Germany, like Japan, has retained its position as one of the world’s top recorded-music markets more because of robust physical music sales than because of any digital revolution, although that also arguably held industries in both countries back from throwing their weight behind streaming – because they saw themselves as having more to lose from too-fast cannibalisation of CD sales. That risked losing out on the streaming-fuelled rebound to growth in other countries, although our suspicion has always been that this rebound was merely delayed in Germany and Japan, rather than missed altogether.
The latest figures from the German industry body BVMI seem to support that. In the first half of this year, recorded-music revenues in Germany were €783.2m (around $882.4m), up 7.9% year-on-year, and the highest growth rate since 1993 according to BVMI. Within that, audio-streaming revenues grew by 27.7% and now account for 56.4% of recorded-music revenue in Germany. Add in downloads and income from video streams, and Germany is now a 66% digital market.

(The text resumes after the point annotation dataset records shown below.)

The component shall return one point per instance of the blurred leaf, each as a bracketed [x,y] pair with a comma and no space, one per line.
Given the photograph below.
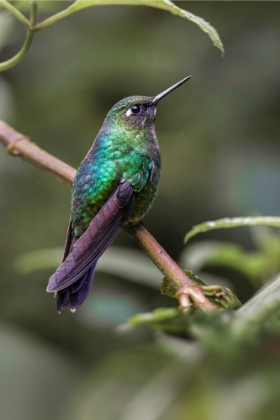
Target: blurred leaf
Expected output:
[32,374]
[167,5]
[254,265]
[137,383]
[169,320]
[231,223]
[263,304]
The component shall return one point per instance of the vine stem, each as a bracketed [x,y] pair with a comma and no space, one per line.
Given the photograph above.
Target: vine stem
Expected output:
[29,35]
[15,12]
[19,145]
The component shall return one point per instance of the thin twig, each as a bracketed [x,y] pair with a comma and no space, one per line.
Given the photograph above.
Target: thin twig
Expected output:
[7,5]
[28,40]
[19,145]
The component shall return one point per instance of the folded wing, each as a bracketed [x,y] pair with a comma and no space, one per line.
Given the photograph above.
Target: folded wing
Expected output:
[102,230]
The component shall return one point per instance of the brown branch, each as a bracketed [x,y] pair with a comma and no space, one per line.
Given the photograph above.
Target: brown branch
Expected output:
[19,145]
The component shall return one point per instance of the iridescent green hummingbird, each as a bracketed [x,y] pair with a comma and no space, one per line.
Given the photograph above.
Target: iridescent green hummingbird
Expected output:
[116,184]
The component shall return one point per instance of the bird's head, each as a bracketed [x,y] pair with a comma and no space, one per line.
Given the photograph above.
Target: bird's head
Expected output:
[138,111]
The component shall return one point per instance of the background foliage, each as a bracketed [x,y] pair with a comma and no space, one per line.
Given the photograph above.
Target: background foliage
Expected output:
[219,141]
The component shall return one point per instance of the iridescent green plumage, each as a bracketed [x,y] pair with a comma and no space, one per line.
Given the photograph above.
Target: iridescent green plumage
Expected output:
[125,148]
[115,184]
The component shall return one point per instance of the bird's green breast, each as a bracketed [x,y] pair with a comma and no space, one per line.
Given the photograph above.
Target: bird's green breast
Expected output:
[119,154]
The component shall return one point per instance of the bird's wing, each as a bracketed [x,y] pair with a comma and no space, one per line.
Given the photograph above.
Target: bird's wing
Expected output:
[69,240]
[102,230]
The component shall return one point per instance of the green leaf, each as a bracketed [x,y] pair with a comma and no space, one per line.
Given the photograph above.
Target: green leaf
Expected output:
[167,5]
[265,302]
[231,223]
[162,319]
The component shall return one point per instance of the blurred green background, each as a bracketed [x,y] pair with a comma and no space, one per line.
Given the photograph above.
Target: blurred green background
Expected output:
[219,139]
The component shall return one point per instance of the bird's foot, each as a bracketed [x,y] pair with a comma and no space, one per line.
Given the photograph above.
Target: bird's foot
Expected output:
[193,295]
[197,296]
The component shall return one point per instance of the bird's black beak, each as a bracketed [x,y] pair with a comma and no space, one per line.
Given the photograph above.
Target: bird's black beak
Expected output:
[167,91]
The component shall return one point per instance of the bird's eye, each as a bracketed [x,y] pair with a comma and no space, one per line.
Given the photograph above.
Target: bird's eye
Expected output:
[135,109]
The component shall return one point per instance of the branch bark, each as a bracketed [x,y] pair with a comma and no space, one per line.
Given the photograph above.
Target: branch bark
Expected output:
[188,292]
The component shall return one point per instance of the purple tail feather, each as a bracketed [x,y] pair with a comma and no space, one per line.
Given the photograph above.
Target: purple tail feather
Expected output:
[75,294]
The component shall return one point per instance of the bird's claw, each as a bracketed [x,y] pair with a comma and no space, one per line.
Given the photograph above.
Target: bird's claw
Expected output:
[197,296]
[193,295]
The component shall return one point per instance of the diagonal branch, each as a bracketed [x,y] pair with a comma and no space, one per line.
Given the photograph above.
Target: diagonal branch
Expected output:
[19,145]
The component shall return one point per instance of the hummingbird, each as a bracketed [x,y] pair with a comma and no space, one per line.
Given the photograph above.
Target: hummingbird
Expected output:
[115,185]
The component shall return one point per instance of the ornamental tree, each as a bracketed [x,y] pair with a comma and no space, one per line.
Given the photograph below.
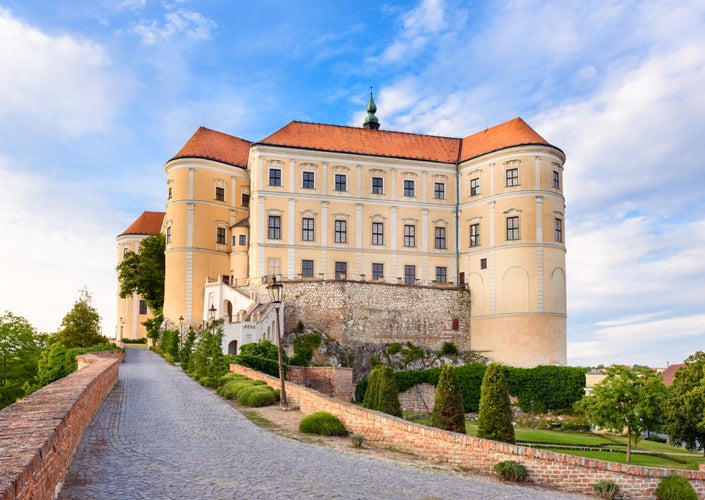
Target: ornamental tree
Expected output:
[494,420]
[684,410]
[448,413]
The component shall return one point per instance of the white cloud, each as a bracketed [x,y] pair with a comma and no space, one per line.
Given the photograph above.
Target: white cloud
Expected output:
[55,242]
[420,24]
[62,83]
[182,22]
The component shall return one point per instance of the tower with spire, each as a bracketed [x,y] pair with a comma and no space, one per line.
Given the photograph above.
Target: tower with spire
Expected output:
[371,120]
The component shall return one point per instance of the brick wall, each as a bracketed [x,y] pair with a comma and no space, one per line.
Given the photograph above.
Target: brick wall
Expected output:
[569,473]
[352,311]
[330,380]
[39,434]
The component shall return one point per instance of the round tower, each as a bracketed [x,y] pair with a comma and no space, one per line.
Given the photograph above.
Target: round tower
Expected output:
[207,186]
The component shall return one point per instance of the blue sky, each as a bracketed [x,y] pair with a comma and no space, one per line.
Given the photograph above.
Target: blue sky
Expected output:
[97,96]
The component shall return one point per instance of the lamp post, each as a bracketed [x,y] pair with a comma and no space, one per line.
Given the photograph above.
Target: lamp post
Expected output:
[181,330]
[275,294]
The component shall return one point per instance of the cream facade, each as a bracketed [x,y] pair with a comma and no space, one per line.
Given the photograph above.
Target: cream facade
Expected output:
[322,202]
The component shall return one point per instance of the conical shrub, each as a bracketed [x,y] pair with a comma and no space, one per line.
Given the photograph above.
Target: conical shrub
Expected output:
[495,418]
[448,413]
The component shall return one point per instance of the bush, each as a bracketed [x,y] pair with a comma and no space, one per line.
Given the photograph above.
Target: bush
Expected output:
[448,411]
[322,424]
[495,418]
[257,395]
[449,349]
[675,488]
[509,470]
[606,489]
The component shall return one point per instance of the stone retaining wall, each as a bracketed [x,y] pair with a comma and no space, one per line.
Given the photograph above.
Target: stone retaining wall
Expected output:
[39,434]
[569,473]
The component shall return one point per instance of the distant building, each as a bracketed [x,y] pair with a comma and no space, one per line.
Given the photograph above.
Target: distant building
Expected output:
[132,311]
[483,215]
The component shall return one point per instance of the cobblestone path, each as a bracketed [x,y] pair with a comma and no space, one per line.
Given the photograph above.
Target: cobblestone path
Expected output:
[159,435]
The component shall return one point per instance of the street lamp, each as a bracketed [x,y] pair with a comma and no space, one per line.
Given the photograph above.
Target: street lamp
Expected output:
[275,294]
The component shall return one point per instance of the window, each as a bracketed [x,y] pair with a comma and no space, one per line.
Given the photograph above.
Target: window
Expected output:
[307,229]
[220,193]
[475,235]
[377,271]
[558,224]
[440,237]
[512,177]
[275,227]
[274,267]
[220,236]
[441,275]
[512,228]
[341,270]
[307,268]
[308,180]
[341,230]
[409,275]
[409,235]
[474,186]
[377,233]
[275,177]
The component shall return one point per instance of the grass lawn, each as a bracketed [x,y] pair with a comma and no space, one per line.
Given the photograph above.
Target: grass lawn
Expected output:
[670,457]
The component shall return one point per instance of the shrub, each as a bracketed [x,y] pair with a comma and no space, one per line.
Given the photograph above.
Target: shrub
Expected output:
[509,470]
[675,488]
[322,424]
[495,418]
[449,349]
[257,395]
[606,489]
[448,411]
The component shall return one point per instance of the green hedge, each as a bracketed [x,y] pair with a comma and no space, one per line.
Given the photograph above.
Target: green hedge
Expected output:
[264,365]
[550,387]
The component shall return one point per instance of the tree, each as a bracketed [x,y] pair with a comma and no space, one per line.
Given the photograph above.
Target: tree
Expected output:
[20,347]
[448,412]
[81,325]
[494,420]
[625,399]
[143,272]
[684,410]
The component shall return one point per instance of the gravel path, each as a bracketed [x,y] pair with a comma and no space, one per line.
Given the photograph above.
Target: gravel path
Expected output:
[160,435]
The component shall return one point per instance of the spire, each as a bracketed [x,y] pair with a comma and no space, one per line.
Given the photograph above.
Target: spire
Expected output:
[371,120]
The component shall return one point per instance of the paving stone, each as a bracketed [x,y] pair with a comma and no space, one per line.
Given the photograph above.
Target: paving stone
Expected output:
[159,435]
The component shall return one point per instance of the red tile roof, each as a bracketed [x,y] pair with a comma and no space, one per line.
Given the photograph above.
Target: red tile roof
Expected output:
[213,145]
[337,138]
[147,223]
[670,373]
[512,133]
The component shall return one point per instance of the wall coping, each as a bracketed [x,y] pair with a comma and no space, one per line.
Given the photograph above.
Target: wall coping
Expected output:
[416,438]
[40,433]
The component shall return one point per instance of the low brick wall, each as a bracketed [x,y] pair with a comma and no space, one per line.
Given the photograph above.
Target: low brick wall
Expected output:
[569,473]
[331,381]
[39,434]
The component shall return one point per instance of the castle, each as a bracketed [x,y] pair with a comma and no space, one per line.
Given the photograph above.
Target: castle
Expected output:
[417,224]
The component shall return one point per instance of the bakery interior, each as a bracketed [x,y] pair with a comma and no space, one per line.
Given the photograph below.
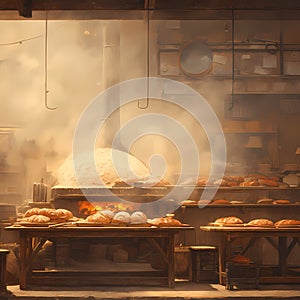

Compare all this positivity to the first-half figures for 2018, when BVMI revealed a 2% year-on-year decline in recorded-music revenues, at a time when many other countries were trumpeting their return to growth. The turnaround now isn’t just about audio-streaming, though. In fact, BVMI called out the fact that CD sales “stabilised slightly” in the first half of 2019, falling by just 11.7% compared to the 24.5% decline reported at this stage a year ago. And yes, BVMI continues to criticise YouTube for the level of its payouts, noting that ‘other digital’ platforms (mainly video streaming) only generated 3% of overall revenues in the first half of 2019.